Many vertebrate animals, including us humans, have two eyes that are able to perceive three-dimensional structures.
But a new study has discovered that praying mantises have an altogether unique ability to see in 3D.
This so-called 3D vision - also known as stereopsis - is how creatures with binocular vision produce depth perception when they're taking in the world.
Each of our two eyes sees the world from a slightly different perspective - these are then overlaid into one image in our brains, the slight differences between the two images allowing for an instantaneous calculation of distance (hence, depth perception).
But praying mantises, with their tiny bug brains and huge bulging eyes, are a special case.
Not only are they the only insects that have stereopsis, they're actually the only invertebrates with this ability - and studying how their eyes work could help develop more effective robot eyes.
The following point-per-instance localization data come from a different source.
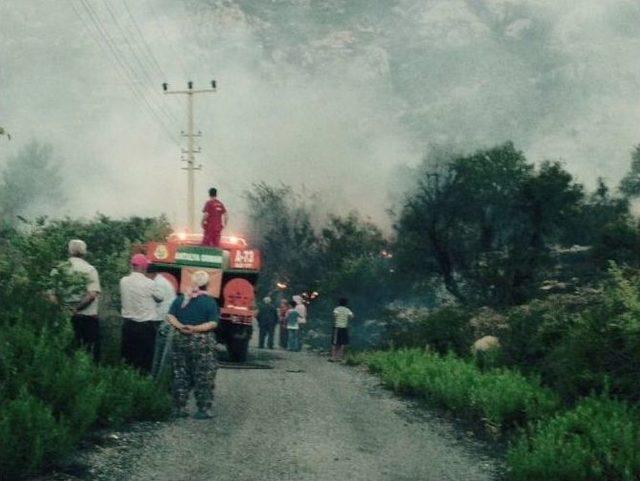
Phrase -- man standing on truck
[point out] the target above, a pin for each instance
(214, 219)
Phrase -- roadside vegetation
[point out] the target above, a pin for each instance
(483, 244)
(489, 244)
(51, 393)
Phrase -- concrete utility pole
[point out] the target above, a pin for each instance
(190, 151)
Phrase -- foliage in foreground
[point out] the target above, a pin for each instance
(502, 398)
(51, 394)
(598, 440)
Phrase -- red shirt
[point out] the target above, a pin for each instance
(215, 210)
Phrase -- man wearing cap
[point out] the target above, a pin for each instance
(194, 315)
(85, 306)
(139, 296)
(214, 219)
(267, 321)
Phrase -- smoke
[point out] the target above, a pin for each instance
(333, 96)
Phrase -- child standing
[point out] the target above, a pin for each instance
(341, 315)
(293, 327)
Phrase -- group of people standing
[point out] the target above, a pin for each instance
(149, 304)
(288, 317)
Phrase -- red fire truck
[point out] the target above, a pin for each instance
(233, 269)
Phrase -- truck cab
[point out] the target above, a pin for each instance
(233, 269)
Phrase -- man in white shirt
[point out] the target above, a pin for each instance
(341, 315)
(140, 297)
(85, 306)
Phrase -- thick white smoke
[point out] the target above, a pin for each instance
(329, 96)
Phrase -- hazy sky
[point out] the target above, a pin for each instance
(332, 95)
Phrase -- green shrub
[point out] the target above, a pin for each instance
(598, 440)
(127, 395)
(601, 349)
(503, 398)
(30, 437)
(445, 329)
(507, 398)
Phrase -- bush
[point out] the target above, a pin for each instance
(30, 437)
(502, 398)
(598, 440)
(52, 395)
(127, 396)
(601, 348)
(445, 329)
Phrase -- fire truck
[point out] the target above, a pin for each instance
(233, 270)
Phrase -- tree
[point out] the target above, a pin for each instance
(483, 224)
(30, 181)
(630, 184)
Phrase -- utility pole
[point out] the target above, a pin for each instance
(190, 150)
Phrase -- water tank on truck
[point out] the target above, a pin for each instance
(233, 270)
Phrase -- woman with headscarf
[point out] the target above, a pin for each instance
(301, 309)
(282, 314)
(194, 315)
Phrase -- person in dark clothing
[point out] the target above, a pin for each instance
(282, 317)
(194, 315)
(267, 321)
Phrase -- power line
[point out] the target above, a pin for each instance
(175, 53)
(143, 40)
(143, 68)
(122, 68)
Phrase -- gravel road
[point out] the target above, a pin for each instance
(306, 419)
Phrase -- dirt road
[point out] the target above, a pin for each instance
(305, 419)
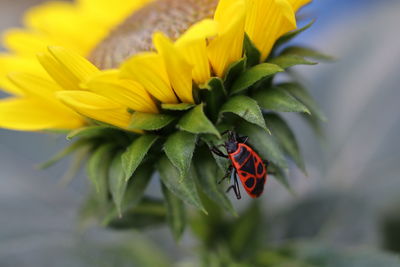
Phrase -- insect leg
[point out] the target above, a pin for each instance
(235, 188)
(227, 174)
(218, 152)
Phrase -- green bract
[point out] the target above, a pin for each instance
(174, 146)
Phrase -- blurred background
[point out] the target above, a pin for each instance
(350, 199)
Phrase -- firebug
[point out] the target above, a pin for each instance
(245, 163)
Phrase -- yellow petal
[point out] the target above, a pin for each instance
(96, 107)
(297, 4)
(12, 63)
(266, 21)
(31, 114)
(57, 72)
(193, 46)
(33, 85)
(77, 65)
(227, 47)
(178, 69)
(125, 92)
(149, 70)
(26, 43)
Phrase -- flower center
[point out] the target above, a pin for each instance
(172, 17)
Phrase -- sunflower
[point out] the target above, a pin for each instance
(101, 61)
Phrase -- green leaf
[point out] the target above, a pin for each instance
(252, 53)
(195, 121)
(254, 75)
(246, 108)
(135, 153)
(264, 143)
(289, 60)
(290, 35)
(97, 169)
(87, 132)
(208, 174)
(307, 52)
(150, 212)
(213, 96)
(64, 153)
(280, 175)
(184, 189)
(281, 130)
(176, 216)
(234, 70)
(177, 107)
(277, 99)
(179, 148)
(302, 95)
(117, 182)
(134, 192)
(245, 234)
(150, 122)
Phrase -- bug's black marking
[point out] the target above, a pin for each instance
(244, 174)
(250, 182)
(249, 166)
(260, 168)
(242, 156)
(259, 188)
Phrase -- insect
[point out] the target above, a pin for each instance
(245, 163)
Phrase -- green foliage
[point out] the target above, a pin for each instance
(117, 181)
(265, 144)
(253, 75)
(195, 121)
(150, 122)
(179, 149)
(252, 53)
(246, 108)
(176, 216)
(135, 153)
(185, 188)
(174, 147)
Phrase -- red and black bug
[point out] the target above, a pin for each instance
(245, 163)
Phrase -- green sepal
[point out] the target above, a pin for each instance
(117, 181)
(177, 107)
(214, 95)
(288, 60)
(134, 192)
(185, 188)
(253, 75)
(235, 70)
(290, 35)
(307, 53)
(64, 153)
(97, 169)
(195, 121)
(244, 236)
(278, 99)
(135, 153)
(208, 174)
(149, 121)
(302, 95)
(280, 175)
(246, 108)
(88, 132)
(252, 53)
(149, 213)
(176, 215)
(264, 143)
(179, 148)
(281, 130)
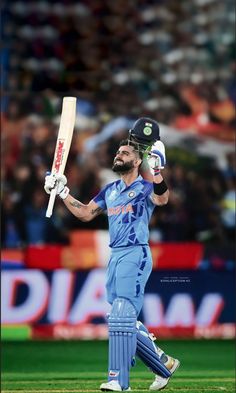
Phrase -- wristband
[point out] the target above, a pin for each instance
(160, 188)
(64, 193)
(157, 171)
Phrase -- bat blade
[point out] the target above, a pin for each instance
(63, 143)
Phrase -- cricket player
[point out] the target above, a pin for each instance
(129, 203)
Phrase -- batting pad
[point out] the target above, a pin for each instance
(122, 340)
(147, 352)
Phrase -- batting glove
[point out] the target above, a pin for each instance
(58, 181)
(157, 158)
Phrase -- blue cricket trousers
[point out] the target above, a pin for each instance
(127, 273)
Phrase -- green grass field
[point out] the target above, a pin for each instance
(80, 366)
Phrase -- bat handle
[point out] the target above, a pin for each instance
(51, 202)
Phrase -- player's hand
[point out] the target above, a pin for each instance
(56, 181)
(157, 158)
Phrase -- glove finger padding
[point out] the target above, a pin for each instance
(158, 150)
(55, 180)
(50, 183)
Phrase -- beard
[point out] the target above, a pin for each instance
(123, 168)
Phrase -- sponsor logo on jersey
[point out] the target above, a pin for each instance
(115, 211)
(113, 373)
(112, 195)
(131, 194)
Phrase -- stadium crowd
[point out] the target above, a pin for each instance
(173, 61)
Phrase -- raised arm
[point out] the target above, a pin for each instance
(78, 209)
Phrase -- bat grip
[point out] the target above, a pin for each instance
(51, 202)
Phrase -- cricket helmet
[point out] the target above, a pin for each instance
(145, 132)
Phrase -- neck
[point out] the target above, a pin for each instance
(129, 178)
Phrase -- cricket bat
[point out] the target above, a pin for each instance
(63, 143)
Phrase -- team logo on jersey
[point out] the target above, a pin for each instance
(112, 195)
(131, 194)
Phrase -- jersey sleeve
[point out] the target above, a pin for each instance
(148, 193)
(99, 199)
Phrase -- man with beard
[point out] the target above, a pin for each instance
(129, 203)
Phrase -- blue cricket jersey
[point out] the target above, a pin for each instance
(129, 210)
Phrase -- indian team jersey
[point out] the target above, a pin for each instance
(129, 210)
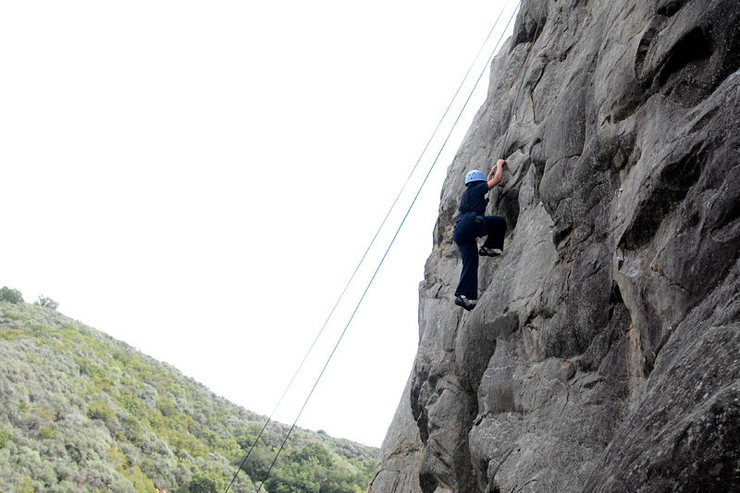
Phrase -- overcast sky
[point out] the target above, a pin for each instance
(199, 179)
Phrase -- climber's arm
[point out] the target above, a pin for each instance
(496, 174)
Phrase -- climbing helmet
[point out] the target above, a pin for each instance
(475, 175)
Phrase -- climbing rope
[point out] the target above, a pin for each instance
(367, 250)
(385, 254)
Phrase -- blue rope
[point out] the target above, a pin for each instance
(380, 264)
(367, 250)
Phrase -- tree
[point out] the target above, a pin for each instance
(10, 295)
(207, 482)
(47, 302)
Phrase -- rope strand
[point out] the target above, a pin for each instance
(380, 264)
(367, 250)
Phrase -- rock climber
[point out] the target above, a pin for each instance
(472, 223)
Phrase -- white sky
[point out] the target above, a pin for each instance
(199, 179)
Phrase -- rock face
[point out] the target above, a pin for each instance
(604, 353)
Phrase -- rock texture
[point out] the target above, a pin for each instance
(604, 352)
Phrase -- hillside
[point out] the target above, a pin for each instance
(80, 411)
(602, 355)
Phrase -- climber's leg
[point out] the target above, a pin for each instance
(468, 285)
(494, 227)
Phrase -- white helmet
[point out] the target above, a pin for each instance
(475, 175)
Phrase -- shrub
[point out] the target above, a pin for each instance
(4, 437)
(99, 410)
(46, 433)
(10, 295)
(47, 302)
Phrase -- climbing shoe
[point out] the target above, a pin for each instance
(490, 252)
(463, 301)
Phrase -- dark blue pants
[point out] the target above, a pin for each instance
(467, 229)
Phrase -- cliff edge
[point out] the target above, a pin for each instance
(604, 352)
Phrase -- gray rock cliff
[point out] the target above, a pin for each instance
(604, 352)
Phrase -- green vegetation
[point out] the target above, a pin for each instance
(47, 302)
(10, 295)
(80, 411)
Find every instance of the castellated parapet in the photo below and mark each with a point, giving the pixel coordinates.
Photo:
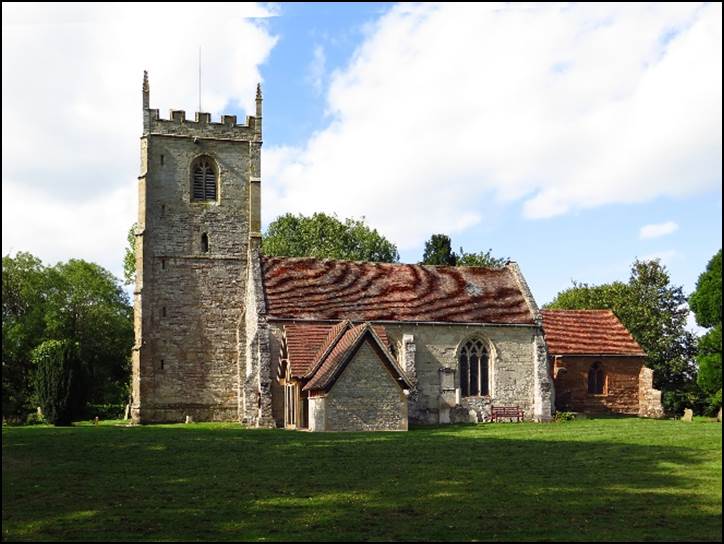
(199, 208)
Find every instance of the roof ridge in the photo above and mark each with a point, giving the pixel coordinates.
(436, 266)
(359, 332)
(328, 346)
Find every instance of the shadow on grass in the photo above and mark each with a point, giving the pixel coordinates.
(516, 482)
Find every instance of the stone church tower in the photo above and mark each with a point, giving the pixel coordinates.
(198, 231)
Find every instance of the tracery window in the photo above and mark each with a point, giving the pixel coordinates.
(204, 180)
(596, 379)
(474, 371)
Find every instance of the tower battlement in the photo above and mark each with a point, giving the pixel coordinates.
(201, 126)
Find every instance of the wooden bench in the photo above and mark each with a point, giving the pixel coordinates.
(506, 412)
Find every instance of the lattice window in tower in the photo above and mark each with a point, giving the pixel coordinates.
(204, 180)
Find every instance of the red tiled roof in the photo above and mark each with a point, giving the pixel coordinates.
(579, 332)
(305, 288)
(308, 342)
(325, 374)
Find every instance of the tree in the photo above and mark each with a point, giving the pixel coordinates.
(90, 308)
(706, 303)
(56, 379)
(24, 303)
(325, 236)
(78, 302)
(129, 257)
(655, 313)
(482, 258)
(438, 251)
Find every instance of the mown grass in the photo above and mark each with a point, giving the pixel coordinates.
(600, 479)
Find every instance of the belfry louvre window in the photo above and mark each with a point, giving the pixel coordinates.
(204, 180)
(473, 369)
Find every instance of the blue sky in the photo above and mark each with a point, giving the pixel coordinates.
(552, 134)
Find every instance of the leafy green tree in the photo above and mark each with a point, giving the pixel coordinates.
(438, 251)
(482, 258)
(24, 303)
(78, 302)
(324, 236)
(655, 313)
(56, 379)
(129, 257)
(706, 303)
(89, 307)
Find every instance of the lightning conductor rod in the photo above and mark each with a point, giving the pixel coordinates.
(200, 79)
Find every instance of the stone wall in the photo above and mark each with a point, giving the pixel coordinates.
(512, 369)
(365, 397)
(621, 391)
(649, 398)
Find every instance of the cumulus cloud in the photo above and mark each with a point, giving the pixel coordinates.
(657, 230)
(665, 256)
(71, 109)
(447, 113)
(316, 69)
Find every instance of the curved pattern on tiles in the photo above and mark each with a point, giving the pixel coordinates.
(305, 288)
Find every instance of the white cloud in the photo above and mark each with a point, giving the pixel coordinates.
(657, 230)
(71, 109)
(316, 69)
(448, 112)
(665, 256)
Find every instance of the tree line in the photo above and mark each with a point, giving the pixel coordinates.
(67, 338)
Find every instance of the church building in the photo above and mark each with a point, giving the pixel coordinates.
(224, 333)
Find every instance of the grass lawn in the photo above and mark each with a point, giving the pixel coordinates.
(597, 479)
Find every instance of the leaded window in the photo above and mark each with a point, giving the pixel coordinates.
(204, 179)
(474, 372)
(596, 379)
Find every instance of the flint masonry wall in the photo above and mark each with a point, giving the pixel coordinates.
(512, 370)
(189, 302)
(365, 397)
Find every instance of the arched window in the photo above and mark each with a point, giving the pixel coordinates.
(596, 379)
(203, 175)
(474, 369)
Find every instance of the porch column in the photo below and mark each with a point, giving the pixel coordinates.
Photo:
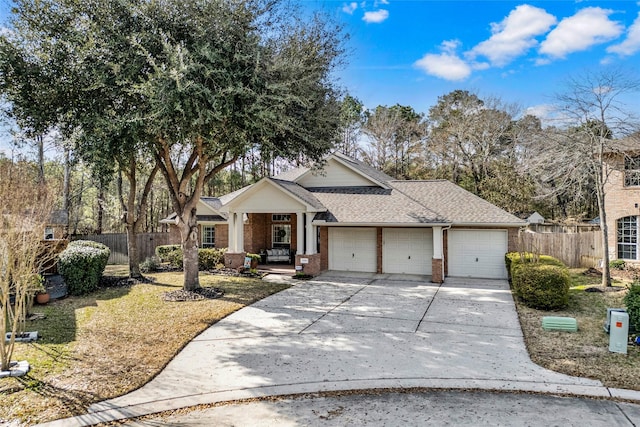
(300, 232)
(239, 232)
(437, 263)
(437, 242)
(310, 247)
(231, 221)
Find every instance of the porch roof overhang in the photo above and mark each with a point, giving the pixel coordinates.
(379, 224)
(490, 224)
(274, 196)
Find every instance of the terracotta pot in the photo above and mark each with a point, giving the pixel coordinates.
(42, 298)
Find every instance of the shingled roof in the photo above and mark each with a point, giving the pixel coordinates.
(372, 205)
(455, 204)
(391, 202)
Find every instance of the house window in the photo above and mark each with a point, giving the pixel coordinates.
(281, 235)
(48, 233)
(208, 236)
(627, 232)
(632, 171)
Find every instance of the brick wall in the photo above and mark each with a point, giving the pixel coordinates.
(324, 248)
(436, 271)
(222, 236)
(379, 250)
(313, 266)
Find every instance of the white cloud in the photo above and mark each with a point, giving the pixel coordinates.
(631, 44)
(514, 35)
(349, 7)
(446, 65)
(588, 27)
(376, 17)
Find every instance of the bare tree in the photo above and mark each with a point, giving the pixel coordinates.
(26, 206)
(591, 114)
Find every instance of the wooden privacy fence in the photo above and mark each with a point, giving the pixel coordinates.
(117, 243)
(582, 249)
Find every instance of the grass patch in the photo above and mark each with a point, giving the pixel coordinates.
(586, 352)
(112, 341)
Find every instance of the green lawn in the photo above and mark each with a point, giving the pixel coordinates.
(112, 341)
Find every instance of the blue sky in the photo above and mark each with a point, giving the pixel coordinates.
(410, 52)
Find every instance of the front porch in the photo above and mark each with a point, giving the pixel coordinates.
(283, 269)
(269, 216)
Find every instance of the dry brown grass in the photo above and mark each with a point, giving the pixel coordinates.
(111, 342)
(586, 352)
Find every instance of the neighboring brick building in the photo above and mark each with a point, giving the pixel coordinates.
(622, 198)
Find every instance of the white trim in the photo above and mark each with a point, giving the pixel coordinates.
(299, 233)
(323, 223)
(255, 187)
(310, 246)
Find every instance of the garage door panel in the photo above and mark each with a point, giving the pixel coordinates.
(353, 249)
(477, 253)
(407, 250)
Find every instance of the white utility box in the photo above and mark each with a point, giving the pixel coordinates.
(619, 332)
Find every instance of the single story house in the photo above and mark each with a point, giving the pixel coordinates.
(349, 216)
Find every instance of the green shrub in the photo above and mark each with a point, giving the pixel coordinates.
(208, 259)
(541, 286)
(163, 251)
(150, 264)
(632, 301)
(617, 264)
(82, 265)
(515, 258)
(174, 257)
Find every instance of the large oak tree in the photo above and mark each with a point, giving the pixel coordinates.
(193, 84)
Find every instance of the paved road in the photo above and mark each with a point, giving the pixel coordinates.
(354, 331)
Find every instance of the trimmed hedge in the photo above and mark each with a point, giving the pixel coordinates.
(632, 301)
(540, 286)
(208, 259)
(543, 285)
(163, 251)
(82, 265)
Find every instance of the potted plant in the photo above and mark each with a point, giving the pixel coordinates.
(255, 259)
(38, 286)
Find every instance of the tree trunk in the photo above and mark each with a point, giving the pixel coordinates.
(100, 219)
(40, 142)
(189, 238)
(67, 180)
(132, 250)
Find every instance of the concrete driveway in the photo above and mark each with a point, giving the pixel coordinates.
(345, 331)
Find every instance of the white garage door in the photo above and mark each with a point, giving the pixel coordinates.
(352, 249)
(407, 250)
(477, 253)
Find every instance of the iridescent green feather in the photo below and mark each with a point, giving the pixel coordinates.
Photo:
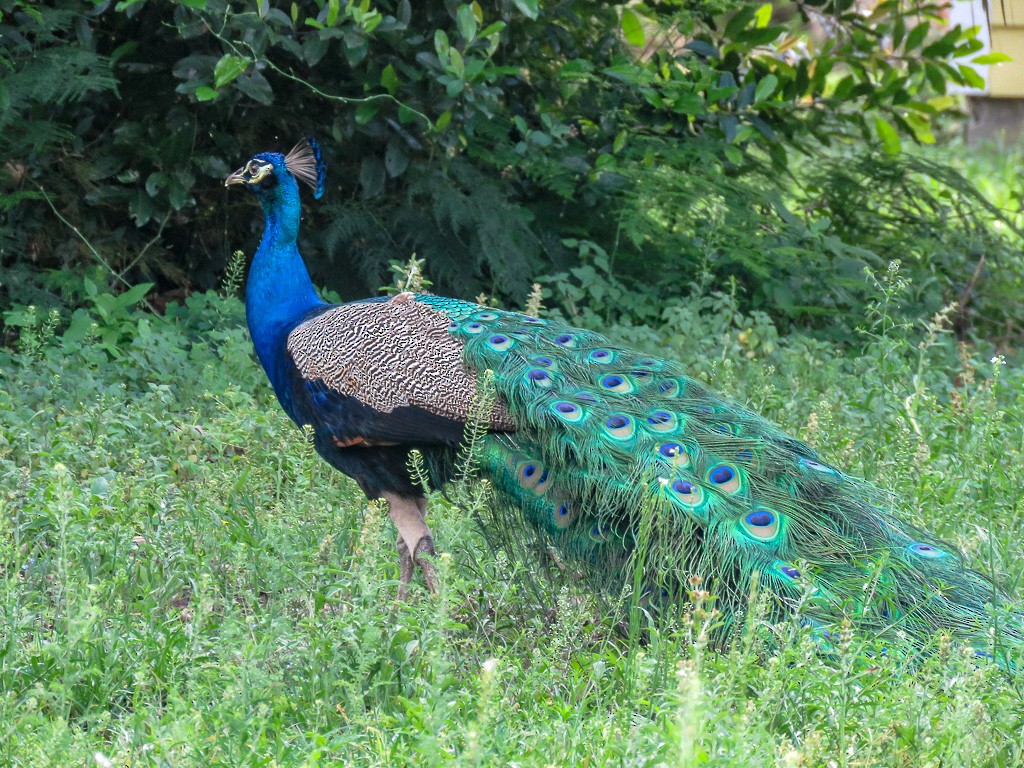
(605, 433)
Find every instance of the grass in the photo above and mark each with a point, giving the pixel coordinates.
(183, 583)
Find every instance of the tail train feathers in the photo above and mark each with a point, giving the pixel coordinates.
(605, 434)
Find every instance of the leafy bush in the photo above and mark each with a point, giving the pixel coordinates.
(480, 136)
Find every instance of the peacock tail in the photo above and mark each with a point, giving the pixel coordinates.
(606, 436)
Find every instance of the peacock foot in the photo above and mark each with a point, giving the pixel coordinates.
(408, 515)
(408, 562)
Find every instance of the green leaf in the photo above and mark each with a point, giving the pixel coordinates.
(916, 36)
(733, 154)
(632, 28)
(921, 128)
(367, 112)
(134, 295)
(467, 23)
(766, 86)
(228, 68)
(888, 136)
(993, 57)
(971, 77)
(527, 7)
(389, 79)
(762, 15)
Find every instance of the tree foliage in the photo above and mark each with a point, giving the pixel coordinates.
(488, 137)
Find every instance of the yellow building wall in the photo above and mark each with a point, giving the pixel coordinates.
(1007, 24)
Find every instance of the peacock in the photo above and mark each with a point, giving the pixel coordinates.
(620, 463)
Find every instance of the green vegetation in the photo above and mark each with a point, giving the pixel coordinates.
(183, 583)
(505, 141)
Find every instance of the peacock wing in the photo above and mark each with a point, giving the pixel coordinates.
(384, 372)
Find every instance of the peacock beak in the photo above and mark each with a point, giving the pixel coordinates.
(239, 177)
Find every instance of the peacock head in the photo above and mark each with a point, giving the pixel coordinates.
(266, 171)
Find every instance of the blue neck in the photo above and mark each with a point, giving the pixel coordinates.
(280, 292)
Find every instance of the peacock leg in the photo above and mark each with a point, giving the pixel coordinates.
(415, 540)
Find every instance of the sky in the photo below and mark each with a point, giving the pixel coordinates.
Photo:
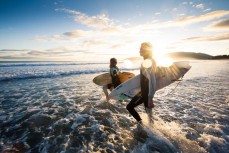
(96, 30)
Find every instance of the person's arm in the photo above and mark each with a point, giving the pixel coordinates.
(150, 73)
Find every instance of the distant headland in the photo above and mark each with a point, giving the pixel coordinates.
(195, 56)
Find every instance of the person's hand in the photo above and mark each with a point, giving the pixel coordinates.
(150, 102)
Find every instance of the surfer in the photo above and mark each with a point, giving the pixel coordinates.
(114, 71)
(148, 84)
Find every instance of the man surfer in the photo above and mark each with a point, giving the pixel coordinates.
(114, 71)
(148, 83)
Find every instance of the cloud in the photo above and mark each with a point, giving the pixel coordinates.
(209, 38)
(219, 25)
(13, 50)
(200, 6)
(100, 21)
(206, 17)
(77, 33)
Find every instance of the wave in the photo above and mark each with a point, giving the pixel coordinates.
(8, 77)
(44, 64)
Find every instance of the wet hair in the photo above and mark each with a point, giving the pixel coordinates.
(113, 62)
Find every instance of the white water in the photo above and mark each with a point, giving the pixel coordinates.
(67, 113)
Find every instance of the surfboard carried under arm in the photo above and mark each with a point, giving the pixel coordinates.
(105, 78)
(164, 77)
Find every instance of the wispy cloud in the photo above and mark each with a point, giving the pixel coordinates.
(200, 6)
(219, 25)
(100, 21)
(205, 17)
(209, 38)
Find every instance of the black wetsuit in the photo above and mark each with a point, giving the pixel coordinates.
(114, 77)
(140, 98)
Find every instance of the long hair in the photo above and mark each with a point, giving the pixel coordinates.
(113, 62)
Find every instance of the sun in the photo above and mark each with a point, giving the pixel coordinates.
(164, 61)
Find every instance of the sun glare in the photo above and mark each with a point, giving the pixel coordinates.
(127, 64)
(164, 61)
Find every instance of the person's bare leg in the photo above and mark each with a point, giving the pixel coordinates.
(106, 93)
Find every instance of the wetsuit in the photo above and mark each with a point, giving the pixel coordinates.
(114, 71)
(148, 88)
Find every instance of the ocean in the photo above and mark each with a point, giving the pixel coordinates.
(54, 107)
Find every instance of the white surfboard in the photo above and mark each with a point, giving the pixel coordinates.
(164, 77)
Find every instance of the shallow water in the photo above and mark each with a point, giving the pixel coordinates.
(57, 108)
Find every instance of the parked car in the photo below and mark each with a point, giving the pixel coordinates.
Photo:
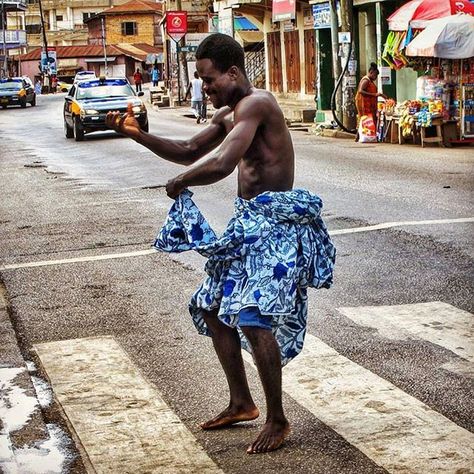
(83, 75)
(16, 91)
(88, 101)
(64, 86)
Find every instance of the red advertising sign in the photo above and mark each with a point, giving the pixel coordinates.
(283, 10)
(176, 24)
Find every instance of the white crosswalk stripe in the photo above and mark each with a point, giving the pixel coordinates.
(106, 398)
(122, 421)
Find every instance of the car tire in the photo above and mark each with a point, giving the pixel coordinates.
(68, 131)
(78, 130)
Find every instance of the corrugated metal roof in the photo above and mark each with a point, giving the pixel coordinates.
(137, 51)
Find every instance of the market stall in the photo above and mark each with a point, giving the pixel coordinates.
(442, 51)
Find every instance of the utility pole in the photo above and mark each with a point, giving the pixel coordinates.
(104, 46)
(4, 34)
(336, 64)
(45, 41)
(349, 85)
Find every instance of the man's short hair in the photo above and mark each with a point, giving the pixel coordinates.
(223, 51)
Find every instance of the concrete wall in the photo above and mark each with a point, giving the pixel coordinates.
(145, 29)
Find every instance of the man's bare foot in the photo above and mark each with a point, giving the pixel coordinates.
(230, 416)
(270, 438)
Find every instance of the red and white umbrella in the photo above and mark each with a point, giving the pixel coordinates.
(451, 37)
(417, 12)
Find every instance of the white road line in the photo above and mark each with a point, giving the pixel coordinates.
(353, 230)
(121, 420)
(394, 429)
(436, 322)
(388, 225)
(92, 258)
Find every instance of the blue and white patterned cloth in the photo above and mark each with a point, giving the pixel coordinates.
(274, 247)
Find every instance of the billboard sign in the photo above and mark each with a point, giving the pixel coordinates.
(322, 16)
(49, 62)
(283, 10)
(176, 24)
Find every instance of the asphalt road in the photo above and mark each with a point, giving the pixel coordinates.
(62, 199)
If you want to learn about how praying mantises see the world, one thing you can do is stick teeny tiny 3D glasses on their faces, and this is what researchers at the University of Newcastle in the UK have been doing for some years.
To test depth perception in praying mantises, lead author and behavioural ecologist Vivek Nityananda and his team showed the insects movies with illusory fields of depth, using a simplified version of the technology that lets us watch 3D movies at the cinema.
The praying mantises' little glasses were gently affixed to their heads with a harmless and removable piece of beeswax.
The team used two types of movie - the first type was a clip of delicious moving insect prey hovering right in front of the mantis. The mantis could not only see the prey, it also tried to catch it.
The second type was the same type of movie used to test depth perception in humans. Each side shows a static pattern of random dots, and a patch of dots moves outwards in a spiral.
In each individual frame, this target was indistinguishable from the background pattern - only by watching both would the movement emerge over time.
To understand the results, you need to understand that humans are very good at depth perception in still scenes, even when nothing is moving.
Mantises, on the other hand, don't need to use stereopsis on static things, since they only attack moving prey.
This means that their depth perception only focuses on things that are changing, and it works brilliantly. The mantises were able to see changes in the movies that human eyes were incapable of picking out.
"This is a completely new form of 3D vision as it is based on change over time instead of static images," Nityananda said.
"In mantises it is probably designed to answer the question 'is there prey at the right distance for me to catch?"
Because insects have such tiny brains, this information could help figure out how to develop computer vision that requires relatively little computing power, the researchers said.
The research has been published in the journal Current Biology.